In January the Republican Party was in shambles—it had been disgraced, dismissed and discarded by Americans. While party officials and operatives were licking their wounds after eight hard years of destroying the party label, Rush Limbaugh and Glenn Beck went on the offense, cracked the national media’s protective shield of the President and exposed Obama as a committed Leftist with a radical agenda designed to bankrupt the nation. Their clarion call energized and excited the movement, and led to citizen revolts at town hall meetings and tea party rallies that have, at least temporarily, derailed Obama’s efforts to nationalize health care.
These talk show hosts, their conservative colleagues in the media, the Tea Party activists and the Town Hall protesters voluntarily headed to the front lines in the battle to take back our country. And the hierarchy of the twenty percent party is embarrassed by their “flamboyant rhetoric and angry tone”? So accustomed to the mushy, empty, carefully scripted, feel-good messages of party moderates it is little wonder the bold, clear, honest, deeply felt statements of the conservatives sent Republican operatives into feverish chills.
But the Republican establishment continues to recruit and support milk toast RINOs as candidates. In upstate New York’s special election, they found a real prize—the pro-choice, pro-gay marriage, tax and spend Republican, Dede Scozzafava, to carry the Republican label. She is running against the Conservative Party’s candidate Doug Hoffman, a solid conservative on most every issue. She “has the best chance of winning” is their argument. Therein lies the fundamental principle of today’s Republican Party.
Republican leaders are blind—utterly unable to see the dramatic change that has occurred in the electorate during the last few years. Americans have given up on their brand of Republicanism. It didn’t stand for anything yesterday, and the people don’t believe it will stand for anything tomorrow.
Which begs the question: with only 20% of Americans identifying as such, is the Republican label irrelevant? Would it be better to be on the ballot as the Conservative Party candidate, or the Independent Party candidate, if such were possible, rather than the Republican Party candidate? Two times as many voters identify as Conservatives than Republicans. Likewise two times as many voters identify as Independent than Republican.
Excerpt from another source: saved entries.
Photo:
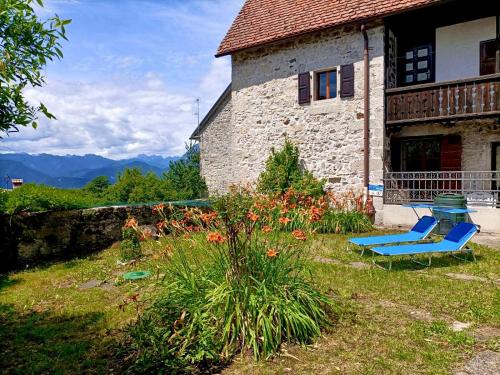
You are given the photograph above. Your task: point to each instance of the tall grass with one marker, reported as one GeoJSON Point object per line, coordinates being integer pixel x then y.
{"type": "Point", "coordinates": [231, 289]}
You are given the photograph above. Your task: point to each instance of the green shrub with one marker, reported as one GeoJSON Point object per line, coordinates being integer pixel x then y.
{"type": "Point", "coordinates": [343, 222]}
{"type": "Point", "coordinates": [183, 177]}
{"type": "Point", "coordinates": [98, 186]}
{"type": "Point", "coordinates": [231, 289]}
{"type": "Point", "coordinates": [283, 171]}
{"type": "Point", "coordinates": [32, 197]}
{"type": "Point", "coordinates": [130, 247]}
{"type": "Point", "coordinates": [4, 196]}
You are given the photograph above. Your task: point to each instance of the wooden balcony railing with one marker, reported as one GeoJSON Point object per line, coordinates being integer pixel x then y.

While all other factors may not be equal (party organization and money sources, for instance) is it not possible with internet fundraising and Tea Party regulars ready to volunteer that the GOP ballot position is no longer the asset it once was.
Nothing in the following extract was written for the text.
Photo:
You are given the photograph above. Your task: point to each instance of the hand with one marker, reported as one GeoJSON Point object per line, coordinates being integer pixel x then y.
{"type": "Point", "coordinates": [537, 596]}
If Upstate New York is any indication this is indeed the case.
While Newt Gingrich endorsed the liberal Scozzafava simply because “she is the Republican nominee”, the voters aren’t buying it. They want more. The darling of the party elite has managed to capture only 20% --those happy to buy just a label--and the race is now a dead heat between the Democrat and the Conservative.
Will Republicans leaders figure it all out before 2010? Will they embrace as candidates bold populist conservatives who “speak without fear” in the words of Glenn Beck? Or will they shun these patriots and let them run as Conservatives? The revolution spreading across America will provide men and women strong enough to take this country back—only question is: what role will the Republican Party play?